Now that I am an ex-pat, it seems inevitable that I will start slavering over Marmite, acquire a perma-tan and start believing crazy things about my home country, such as that there are no white people left in London. The International Daily Mail is an under-rated paper you know.
But the first thing that I experienced was to do with the internet. Having just read about England's football defeat at the hands of Germany, I was impressed to hear that a German debutant defender hit a great goal to win the match (I get a perverse kick out of England losing at football; it's mainly to do with the look on Frank Lampard's face). My immediate reaction was to want to watch that goal, which of course I can't. This suddenly raises a primitive but not unimportant question: why would you build a world-wide broadband internet network and then prevent people from watching exciting, up-to-the-minute clips on it? If you explained to the Romans what high-speed internet connections do, the first thing they would probably want to use it for would be to watch Christians being eaten by lions or gladiatorial battles from far-flung corners of the Empire. But that is a function that we have ruled out.
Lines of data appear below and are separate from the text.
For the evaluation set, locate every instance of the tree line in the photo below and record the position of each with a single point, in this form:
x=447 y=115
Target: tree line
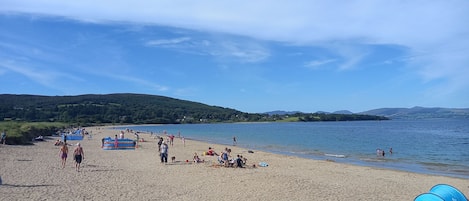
x=129 y=108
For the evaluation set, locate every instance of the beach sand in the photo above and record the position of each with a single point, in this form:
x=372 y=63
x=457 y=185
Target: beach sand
x=34 y=173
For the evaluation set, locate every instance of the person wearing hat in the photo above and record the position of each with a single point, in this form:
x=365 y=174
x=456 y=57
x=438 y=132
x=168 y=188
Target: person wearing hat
x=164 y=152
x=78 y=155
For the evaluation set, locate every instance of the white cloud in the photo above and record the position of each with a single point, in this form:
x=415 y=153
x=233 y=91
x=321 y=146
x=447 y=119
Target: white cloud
x=421 y=26
x=42 y=76
x=315 y=64
x=165 y=42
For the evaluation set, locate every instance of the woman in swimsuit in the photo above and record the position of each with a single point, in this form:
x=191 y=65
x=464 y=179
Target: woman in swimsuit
x=63 y=154
x=79 y=155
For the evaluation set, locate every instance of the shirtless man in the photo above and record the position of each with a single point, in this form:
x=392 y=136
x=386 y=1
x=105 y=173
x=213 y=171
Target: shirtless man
x=79 y=155
x=63 y=154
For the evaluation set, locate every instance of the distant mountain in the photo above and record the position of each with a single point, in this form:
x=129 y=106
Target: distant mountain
x=342 y=112
x=280 y=112
x=420 y=112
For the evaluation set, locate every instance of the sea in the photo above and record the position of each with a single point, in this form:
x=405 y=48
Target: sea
x=430 y=146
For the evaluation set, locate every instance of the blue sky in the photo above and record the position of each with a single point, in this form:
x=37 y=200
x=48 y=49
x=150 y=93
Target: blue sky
x=251 y=56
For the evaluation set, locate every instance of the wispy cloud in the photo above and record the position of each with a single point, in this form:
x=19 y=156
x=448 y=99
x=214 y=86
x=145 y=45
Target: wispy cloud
x=435 y=28
x=230 y=48
x=48 y=78
x=167 y=42
x=316 y=64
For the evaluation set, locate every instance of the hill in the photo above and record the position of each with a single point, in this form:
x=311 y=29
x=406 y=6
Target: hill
x=419 y=112
x=114 y=108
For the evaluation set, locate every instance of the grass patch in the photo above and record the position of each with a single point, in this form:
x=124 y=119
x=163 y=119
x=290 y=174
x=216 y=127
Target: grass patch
x=22 y=133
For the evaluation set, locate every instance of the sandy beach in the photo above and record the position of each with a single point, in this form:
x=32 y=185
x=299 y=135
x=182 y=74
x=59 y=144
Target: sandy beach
x=35 y=173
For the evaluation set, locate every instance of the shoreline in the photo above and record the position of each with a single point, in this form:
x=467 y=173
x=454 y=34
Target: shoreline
x=34 y=173
x=359 y=159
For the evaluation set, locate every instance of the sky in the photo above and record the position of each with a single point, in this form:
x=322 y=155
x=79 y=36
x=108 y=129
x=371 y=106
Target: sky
x=252 y=56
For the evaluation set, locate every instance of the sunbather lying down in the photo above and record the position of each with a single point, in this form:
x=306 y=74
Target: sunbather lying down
x=197 y=159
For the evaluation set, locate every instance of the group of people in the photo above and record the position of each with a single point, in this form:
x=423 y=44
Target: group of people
x=228 y=161
x=78 y=155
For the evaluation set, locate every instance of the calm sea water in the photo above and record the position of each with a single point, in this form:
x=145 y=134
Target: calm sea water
x=432 y=146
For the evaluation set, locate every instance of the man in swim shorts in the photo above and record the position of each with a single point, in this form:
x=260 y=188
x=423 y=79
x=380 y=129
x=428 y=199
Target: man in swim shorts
x=78 y=155
x=63 y=154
Staying at this primitive level, it's clear that copyright regularly stops us from doing something we (or I) want to do. The no less primitive anti-copyright conclusion to draw is - screw the rights, lets release the whole lot online under a creative commons license. To which the very obvious rejoinder is - but without the billions put in by BSkyB et al, international and league football would be unrecognisable from what it is today, given that Murdoch et al are not inclined to commit vast acts of charity.
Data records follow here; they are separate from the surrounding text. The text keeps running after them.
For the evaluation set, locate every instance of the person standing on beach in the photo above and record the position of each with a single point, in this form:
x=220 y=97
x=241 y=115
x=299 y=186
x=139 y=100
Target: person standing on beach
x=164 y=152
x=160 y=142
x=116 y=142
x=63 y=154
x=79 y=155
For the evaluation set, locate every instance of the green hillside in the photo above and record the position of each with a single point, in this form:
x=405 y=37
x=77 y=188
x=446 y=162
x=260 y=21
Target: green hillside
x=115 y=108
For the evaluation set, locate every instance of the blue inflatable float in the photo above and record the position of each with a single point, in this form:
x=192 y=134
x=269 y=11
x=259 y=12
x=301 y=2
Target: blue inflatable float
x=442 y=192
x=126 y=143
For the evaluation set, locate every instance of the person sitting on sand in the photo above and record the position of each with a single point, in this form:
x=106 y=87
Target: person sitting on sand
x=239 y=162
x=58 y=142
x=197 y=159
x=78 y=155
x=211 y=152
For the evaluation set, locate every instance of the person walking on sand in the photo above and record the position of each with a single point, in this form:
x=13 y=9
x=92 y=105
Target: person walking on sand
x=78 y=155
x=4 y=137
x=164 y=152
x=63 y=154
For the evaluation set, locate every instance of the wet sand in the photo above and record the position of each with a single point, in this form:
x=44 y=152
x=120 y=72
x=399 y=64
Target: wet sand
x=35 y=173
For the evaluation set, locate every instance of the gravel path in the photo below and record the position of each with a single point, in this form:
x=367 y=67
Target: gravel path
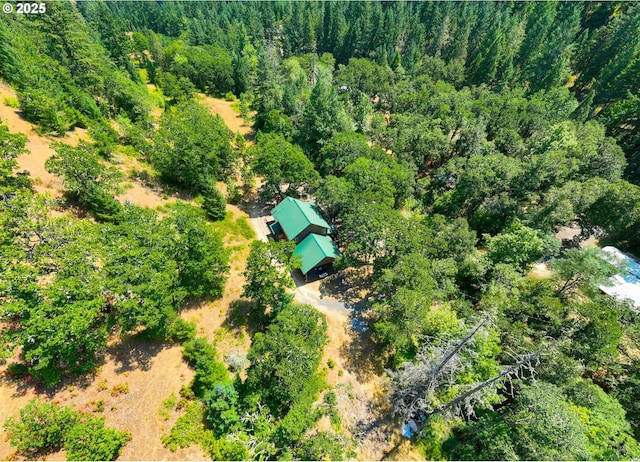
x=304 y=293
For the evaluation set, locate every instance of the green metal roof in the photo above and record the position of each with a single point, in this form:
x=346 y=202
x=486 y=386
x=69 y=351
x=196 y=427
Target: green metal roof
x=295 y=216
x=315 y=248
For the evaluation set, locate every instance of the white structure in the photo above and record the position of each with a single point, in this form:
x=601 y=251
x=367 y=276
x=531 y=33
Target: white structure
x=626 y=285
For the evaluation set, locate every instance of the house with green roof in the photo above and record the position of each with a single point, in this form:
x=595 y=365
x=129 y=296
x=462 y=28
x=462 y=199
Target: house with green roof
x=297 y=219
x=316 y=250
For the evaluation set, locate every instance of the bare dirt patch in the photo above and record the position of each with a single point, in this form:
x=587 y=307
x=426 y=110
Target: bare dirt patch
x=224 y=109
x=39 y=147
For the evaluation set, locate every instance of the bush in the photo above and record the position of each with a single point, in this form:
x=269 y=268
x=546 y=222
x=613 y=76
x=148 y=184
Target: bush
x=181 y=331
x=42 y=426
x=214 y=204
x=89 y=439
x=236 y=360
x=209 y=372
x=221 y=404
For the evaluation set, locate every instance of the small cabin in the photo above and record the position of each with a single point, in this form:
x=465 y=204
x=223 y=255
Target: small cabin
x=625 y=286
x=295 y=220
x=316 y=251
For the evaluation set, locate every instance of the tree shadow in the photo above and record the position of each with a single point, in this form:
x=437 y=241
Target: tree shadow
x=243 y=314
x=351 y=286
x=362 y=355
x=17 y=375
x=134 y=353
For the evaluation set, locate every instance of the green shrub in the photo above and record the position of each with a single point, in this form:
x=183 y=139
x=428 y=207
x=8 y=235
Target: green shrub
x=214 y=204
x=11 y=102
x=89 y=439
x=209 y=372
x=189 y=428
x=42 y=426
x=181 y=331
x=221 y=404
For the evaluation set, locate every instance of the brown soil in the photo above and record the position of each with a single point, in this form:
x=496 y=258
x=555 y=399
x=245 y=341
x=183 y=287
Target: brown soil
x=230 y=116
x=152 y=371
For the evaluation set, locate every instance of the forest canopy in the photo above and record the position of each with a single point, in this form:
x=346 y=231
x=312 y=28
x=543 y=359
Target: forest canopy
x=447 y=142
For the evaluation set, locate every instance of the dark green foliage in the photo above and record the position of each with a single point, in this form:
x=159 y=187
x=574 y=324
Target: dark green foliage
x=202 y=357
x=581 y=269
x=519 y=245
x=192 y=147
x=200 y=255
x=214 y=203
x=301 y=416
x=11 y=146
x=284 y=166
x=268 y=283
x=89 y=439
x=221 y=402
x=64 y=75
x=46 y=427
x=546 y=424
x=42 y=427
x=181 y=331
x=100 y=277
x=284 y=358
x=87 y=179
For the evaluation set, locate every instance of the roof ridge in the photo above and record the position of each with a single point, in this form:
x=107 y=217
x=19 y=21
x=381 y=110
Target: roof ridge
x=297 y=202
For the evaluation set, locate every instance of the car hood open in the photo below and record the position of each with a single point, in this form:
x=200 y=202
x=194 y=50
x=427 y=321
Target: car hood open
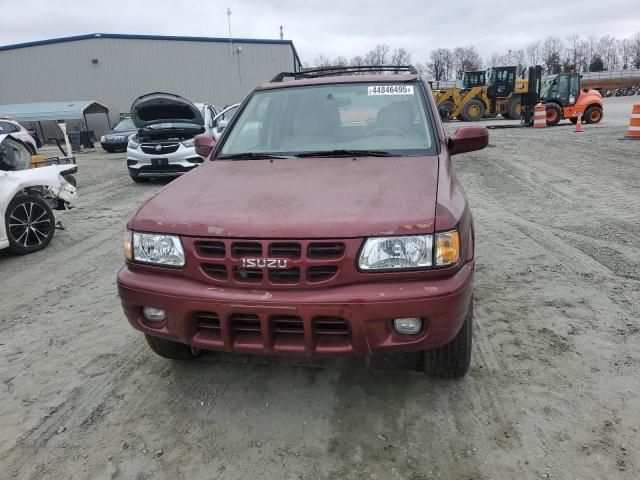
x=159 y=107
x=298 y=198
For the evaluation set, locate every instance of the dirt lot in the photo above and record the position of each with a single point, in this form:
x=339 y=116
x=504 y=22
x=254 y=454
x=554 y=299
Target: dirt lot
x=553 y=390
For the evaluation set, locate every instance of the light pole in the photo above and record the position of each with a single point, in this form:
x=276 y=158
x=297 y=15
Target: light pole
x=229 y=23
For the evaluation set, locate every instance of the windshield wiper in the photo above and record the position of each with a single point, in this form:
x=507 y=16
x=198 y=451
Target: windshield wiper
x=345 y=153
x=249 y=156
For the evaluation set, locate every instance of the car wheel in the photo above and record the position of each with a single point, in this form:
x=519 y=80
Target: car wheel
x=554 y=114
x=30 y=224
x=453 y=359
x=473 y=110
x=172 y=350
x=593 y=114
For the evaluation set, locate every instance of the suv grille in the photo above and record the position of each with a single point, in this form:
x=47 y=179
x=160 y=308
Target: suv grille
x=270 y=263
x=152 y=148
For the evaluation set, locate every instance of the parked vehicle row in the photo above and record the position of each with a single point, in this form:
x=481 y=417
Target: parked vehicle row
x=163 y=145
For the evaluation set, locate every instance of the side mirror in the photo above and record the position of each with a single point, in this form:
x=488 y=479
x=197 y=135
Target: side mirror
x=222 y=124
x=468 y=139
x=204 y=144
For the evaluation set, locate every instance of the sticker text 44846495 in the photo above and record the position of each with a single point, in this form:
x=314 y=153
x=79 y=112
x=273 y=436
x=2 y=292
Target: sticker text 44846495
x=390 y=90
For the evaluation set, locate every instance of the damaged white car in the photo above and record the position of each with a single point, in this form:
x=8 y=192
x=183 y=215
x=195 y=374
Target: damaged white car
x=28 y=196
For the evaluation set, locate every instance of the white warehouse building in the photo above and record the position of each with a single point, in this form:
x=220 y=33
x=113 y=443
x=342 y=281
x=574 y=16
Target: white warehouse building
x=114 y=69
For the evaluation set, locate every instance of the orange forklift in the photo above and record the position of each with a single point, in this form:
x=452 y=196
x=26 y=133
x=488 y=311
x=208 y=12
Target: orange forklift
x=562 y=97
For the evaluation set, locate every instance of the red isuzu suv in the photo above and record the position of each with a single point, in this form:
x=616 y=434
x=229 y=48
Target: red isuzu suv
x=327 y=220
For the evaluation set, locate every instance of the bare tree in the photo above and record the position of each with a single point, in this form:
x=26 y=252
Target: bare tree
x=322 y=61
x=440 y=65
x=592 y=49
x=608 y=52
x=380 y=55
x=634 y=45
x=518 y=59
x=624 y=50
x=533 y=53
x=465 y=59
x=400 y=57
x=551 y=54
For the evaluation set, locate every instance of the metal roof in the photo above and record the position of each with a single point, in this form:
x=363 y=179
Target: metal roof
x=124 y=36
x=71 y=110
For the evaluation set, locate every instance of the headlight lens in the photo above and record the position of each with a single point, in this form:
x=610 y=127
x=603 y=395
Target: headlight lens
x=447 y=248
x=158 y=249
x=127 y=245
x=396 y=253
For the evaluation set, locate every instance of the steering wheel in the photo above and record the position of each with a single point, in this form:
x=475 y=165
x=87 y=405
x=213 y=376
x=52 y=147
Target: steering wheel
x=391 y=130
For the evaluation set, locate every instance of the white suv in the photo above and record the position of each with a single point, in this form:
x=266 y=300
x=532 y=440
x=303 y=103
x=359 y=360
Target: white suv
x=167 y=125
x=13 y=128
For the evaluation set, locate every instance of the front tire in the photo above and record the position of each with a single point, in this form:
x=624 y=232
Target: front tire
x=30 y=224
x=453 y=359
x=172 y=350
x=473 y=110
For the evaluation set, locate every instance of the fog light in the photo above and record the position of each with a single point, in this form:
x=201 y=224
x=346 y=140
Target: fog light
x=154 y=314
x=408 y=326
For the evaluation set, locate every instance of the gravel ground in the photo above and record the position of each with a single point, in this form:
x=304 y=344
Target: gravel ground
x=553 y=390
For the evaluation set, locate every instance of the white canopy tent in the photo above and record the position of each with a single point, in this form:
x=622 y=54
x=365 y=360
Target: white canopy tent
x=54 y=111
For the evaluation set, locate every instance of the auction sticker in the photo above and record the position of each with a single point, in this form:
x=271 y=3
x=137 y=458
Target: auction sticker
x=390 y=90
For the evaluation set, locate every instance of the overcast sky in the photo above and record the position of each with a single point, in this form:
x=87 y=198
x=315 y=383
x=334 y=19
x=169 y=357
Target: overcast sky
x=330 y=27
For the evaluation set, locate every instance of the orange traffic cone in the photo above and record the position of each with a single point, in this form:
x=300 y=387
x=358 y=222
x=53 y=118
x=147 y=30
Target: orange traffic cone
x=634 y=124
x=539 y=116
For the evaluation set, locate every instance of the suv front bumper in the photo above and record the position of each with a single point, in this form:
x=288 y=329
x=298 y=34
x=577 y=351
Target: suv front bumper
x=359 y=317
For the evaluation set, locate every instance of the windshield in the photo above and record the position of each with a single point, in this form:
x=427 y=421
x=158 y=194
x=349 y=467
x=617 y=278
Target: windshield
x=174 y=126
x=380 y=117
x=549 y=88
x=126 y=124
But this doesn't entirely nullify my primitive question. After all, isn't it the goal of competition and consumer policy to ensure that efficiency gains are passed on to consumers, and don't simply amount to greater and greater rents for monopolists or oligopolists? The neo-classical competition expert may share something of my consternation about not being able to watch the Germany goal. How can the market for football broadcasts possibly be maximising consumer welfare, when a technology that seems purpose-built to distribute clips across the planet is barred from use? The copyright protection awarded to be BSkyB offers them market power that is at odds with the ethos of the free market. But this doesn't make it automatically undesirable or unacceptable.
So we are faced with a choice between two polarised, incomparable models: a monopolistic, tightly controlled distribution of multi-billion pound elite sports, and a fragmented, loosely controlled distribution of low-profile , honest sportsmen. Would you rather live in a world where I can watch moderately financed, low-glamour football on my laptop, or a winner-take-all world in which a small minority of footballers become more and more famous and wealthy, but I don't get to see it? This is not a question economics can help us with. Ultimately it is a matter of taste and not of value or efficiency.
And once viewed as an aesthetic choice (albeit a hypothetical one, because the free distribution option is scarcely available to us) it starts to become clear that occasionally what consumers are sold is precisely the absence of consumer welfare and the absence of a a free market. What is appealing about current football is precisely that there is so much producer power involved and so little choice. As a sensation, watching Lampard et al is a distant cousin of the strange buzz that viewers get from watching Hitler documentaries - the people on the screen have intimidating levels of wealth and megalomania, looming over us, while at the same time, being no actual threat to us.
Global media companies operate a little like OPEC. When they feel that crazed lust for their product is beginning to wane, they can simply cut supply and suddenly find themselves empowered and feared once more. Which raises the question: if I could watch the Germany goal on my laptop simply through clicking on a link, would I want to as much?